The general idea with the retrieve on “slider” style baits is to sweep the rod horizontally and slightly downward. This sweep causes the lure to dive subsurface with a dart out to one side. Following the initial sweep, bring your rod tip back toward the bait as you wind up the slack in your line. As you take up the slack from a sweep of the rod tip, the lure will dart back to the surface head-first, causing a slight splash and an incredible distressed baitfish presentation. Timing your next sweep of the rod tip is key in order to give the bait good action without it skipping out. Getting a feel for the cadence of this retrieve takes some practice!

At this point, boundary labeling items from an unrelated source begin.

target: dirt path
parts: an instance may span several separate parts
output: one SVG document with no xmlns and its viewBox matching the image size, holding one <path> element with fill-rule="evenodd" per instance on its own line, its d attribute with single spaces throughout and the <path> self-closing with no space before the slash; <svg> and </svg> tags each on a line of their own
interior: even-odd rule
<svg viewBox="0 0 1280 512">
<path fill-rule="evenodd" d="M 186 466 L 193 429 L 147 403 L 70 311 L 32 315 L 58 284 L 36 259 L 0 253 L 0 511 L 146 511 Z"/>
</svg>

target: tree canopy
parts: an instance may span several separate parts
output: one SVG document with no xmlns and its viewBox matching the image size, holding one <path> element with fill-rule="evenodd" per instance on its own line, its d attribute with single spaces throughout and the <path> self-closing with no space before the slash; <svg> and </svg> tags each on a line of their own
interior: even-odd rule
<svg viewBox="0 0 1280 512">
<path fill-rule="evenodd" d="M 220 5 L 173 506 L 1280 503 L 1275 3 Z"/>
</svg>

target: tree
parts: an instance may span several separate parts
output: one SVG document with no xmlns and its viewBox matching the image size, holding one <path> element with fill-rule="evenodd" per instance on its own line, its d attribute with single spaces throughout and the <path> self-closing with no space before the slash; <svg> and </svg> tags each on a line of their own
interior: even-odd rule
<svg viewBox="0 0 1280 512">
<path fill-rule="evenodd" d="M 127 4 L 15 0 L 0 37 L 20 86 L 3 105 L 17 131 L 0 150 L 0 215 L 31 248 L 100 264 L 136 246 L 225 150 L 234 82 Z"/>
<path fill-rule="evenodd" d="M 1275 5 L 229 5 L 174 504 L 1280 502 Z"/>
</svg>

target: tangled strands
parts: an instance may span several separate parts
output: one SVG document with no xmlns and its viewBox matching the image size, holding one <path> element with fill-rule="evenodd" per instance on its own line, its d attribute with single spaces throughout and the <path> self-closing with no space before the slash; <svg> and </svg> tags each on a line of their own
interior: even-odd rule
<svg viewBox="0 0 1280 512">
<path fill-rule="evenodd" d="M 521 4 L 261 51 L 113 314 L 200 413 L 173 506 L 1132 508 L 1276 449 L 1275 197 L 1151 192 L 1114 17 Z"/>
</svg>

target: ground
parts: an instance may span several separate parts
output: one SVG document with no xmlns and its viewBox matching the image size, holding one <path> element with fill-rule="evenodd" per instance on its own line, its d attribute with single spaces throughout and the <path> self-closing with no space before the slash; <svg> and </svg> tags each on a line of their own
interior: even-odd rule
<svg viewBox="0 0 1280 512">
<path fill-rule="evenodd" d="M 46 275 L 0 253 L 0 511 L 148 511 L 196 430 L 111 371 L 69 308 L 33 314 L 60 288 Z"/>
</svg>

When the fish are foaming up and eating everything in sight, simply casting to the fish and skipping the lure back to the boat is a very effective technique.
Hooks and Terminal Tackle
When you start digging into the world of stick baits, you’ll hear a lot of buzz around terminal tackle and hooks. Some species require upgrading, and others don’t. I will say, these lures are designed to swim best with a certain set of hooks and hardware so it’s imperative to swim test lures if you switch out stock hooks and hardware for something more robust. After a little trial and error, you’ll figure out what works and what doesn’t.
If I’m targeting big yellowtail or tunas, I will often switch out hooks and split rings – but only on the lures that can handle the heavier terminal tackle. My favorite upgraded hook is an Owner ST-66 4x treble hook. As far as attaching the hook to the lure, I typically go with Owner Hyperwire #8 or #9 split rings, depending on the size of the hook. To the eyelet of the lure, I like to attach the same size split ring and a Spro 220 lb Power Swivel. The split ring and power swivel on the front end of the lure allows the bait to roll and dart freely for the best action.
Once you put some time in perfecting these lures and techniques, and experience the thrill of a big yellowtail engulfing your lure right next to the kayak, you may never look back to live bait fishing ever again!